Apart from regularly hooking themselves, fishermen often hook old boots, fence posts, cows and other animals. They don’t mean to do it; it just happens. Occasionally it happens in a way that is quite out of the ordinary.
In 1910, a man fishing for trout on the river Test below Winchester in Hampshire, caught a tree. He’d been trying to execute a particularly long cast to a rising trout under the far bank and in the traditional way – something to do with the triumph of experience over hope – his back cast wound itself neatly around the outstretched branch of a willow.
The fisherman was cross and rather than try to extricate his tackle carefully he gave an angry pull and the line snapped, but unusually his cast with three flies attached fell from the tree on to a duck that had been quietly snoozing the afternoon away.
The duck felt the coils of line land on her and panicked. She leapt into the river, shook herself indignantly and swam off downstream. The fisherman looked on with some concern as his cast had three flies with their three sharp hooks attached, but there was nothing he could do.
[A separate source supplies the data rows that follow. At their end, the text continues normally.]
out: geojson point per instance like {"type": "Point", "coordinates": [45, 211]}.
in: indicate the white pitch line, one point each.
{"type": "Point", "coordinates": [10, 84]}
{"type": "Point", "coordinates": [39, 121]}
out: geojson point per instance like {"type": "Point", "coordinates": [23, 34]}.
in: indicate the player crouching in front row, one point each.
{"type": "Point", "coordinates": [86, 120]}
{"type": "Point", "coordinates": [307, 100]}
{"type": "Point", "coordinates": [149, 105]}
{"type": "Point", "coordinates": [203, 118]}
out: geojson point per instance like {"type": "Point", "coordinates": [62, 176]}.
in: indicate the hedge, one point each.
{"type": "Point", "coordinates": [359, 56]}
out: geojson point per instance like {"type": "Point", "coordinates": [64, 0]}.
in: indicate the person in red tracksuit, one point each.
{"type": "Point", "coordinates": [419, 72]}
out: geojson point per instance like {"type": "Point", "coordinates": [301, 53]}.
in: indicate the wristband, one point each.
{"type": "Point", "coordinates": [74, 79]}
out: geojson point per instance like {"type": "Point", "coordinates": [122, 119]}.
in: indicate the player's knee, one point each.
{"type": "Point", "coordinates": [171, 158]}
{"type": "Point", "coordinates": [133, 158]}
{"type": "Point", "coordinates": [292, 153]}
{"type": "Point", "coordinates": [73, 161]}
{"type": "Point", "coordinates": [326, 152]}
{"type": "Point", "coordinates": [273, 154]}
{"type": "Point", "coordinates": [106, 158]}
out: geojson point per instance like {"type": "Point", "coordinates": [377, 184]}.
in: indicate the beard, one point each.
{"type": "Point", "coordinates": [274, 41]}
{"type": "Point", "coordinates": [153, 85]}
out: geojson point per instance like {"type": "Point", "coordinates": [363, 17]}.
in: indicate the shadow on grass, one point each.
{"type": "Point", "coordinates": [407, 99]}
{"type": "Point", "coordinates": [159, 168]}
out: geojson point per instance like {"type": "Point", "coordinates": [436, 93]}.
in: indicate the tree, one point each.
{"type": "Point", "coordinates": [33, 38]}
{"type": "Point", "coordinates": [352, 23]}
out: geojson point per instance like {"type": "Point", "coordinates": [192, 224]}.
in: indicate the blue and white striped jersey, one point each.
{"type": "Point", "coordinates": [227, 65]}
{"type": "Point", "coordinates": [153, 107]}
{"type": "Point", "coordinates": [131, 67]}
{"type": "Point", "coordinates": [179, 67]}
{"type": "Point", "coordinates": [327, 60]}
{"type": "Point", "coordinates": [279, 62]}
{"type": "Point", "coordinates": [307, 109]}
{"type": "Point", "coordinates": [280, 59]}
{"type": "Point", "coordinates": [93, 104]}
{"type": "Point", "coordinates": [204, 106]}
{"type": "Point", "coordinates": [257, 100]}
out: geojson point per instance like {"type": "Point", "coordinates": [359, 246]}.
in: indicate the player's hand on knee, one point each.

Then, as he watched, he saw the unmistakable gloop of a rising trout right behind the duck. It was without question a big trout and it had taken one of the three flies left dangling from the duck’s neck.
There began one of the oddest battles ever witnessed on an English river. In its attempts to shake off the hook, the trout dived and leapt, sometimes pulling the duck’s head under the water, sometimes half yanking the duck into the air.
Each time the duck felt a pull from the trout it panicked and tried to fly away. This half pulled the trout out of the water, but the trout was too big for the duck to carry off.
As the duck tried to take off, the trout felt a greater pull and, panicking in its turn, tried to reach the bottom of the river. The duck was immediately half submerged.
The tussle seemed to go on for ever, with the fisherman transfixed by the unprecedented sight. At one moment the trout would be gasping, its head in the air; the next the duck would be half drowned in the river.
Eventually, the line between the duck and fish got caught in an overhanging branch and both duck and trout lived to fight another day.
- Edited extract from Tom Quinn’s book Fishing’s Strangest Days, published by Portico, an imprint of Anova Books.
Catch of the day
On Sheelin, there was a noticeable swing from dry to wet fly and although each day brought its own set of challenges, some lovely catches were recorded. Cian Murtagh topped the pole with a beautiful fish of 5lbs on a small sedge pattern at Inchicup.
Fresh southerly winds stirred the lake into action and some fish were caught on olive patterns in the wave. The Telephone, Red Tailed Peters, Cock Robins, Claret and Green Dabblers all moved fish with a Yellow Telephone fly as a top dropper producing the best results.
The weekend weather pulled the plug for most anglers with strong and gusty winds and continuous rain made things grey, bleak and most uninviting, according to Brenda Montgomery.
Fionn lands perch
My grandson, Fionn Evans (11), enjoyed a spell on the river Flesk in Killarney with his dad Simon last Wednesday where he caught quite a few small perch. (No doubt following in the footsteps of his dad and grandad!).
Quick thinking at Dún Laoghaire
Dún Laoghaire inshore lifeboat rescued an angler who slipped and fell into the water at Dún Laoghaire’s west pier last Tuesday. Luckily, the man was with a group who alerted the lifeboat.
The crew brought the man on board and returned to Dún Laoghaire Harbour where he was transferred into a waiting ambulance for secondary medical assessment.
RNLI coxswain Mark McGibney, said: “The outcome of this incident was a positive one and the group of anglers with the man did the right thing by calling the Irish Coast Guard and asking for help.”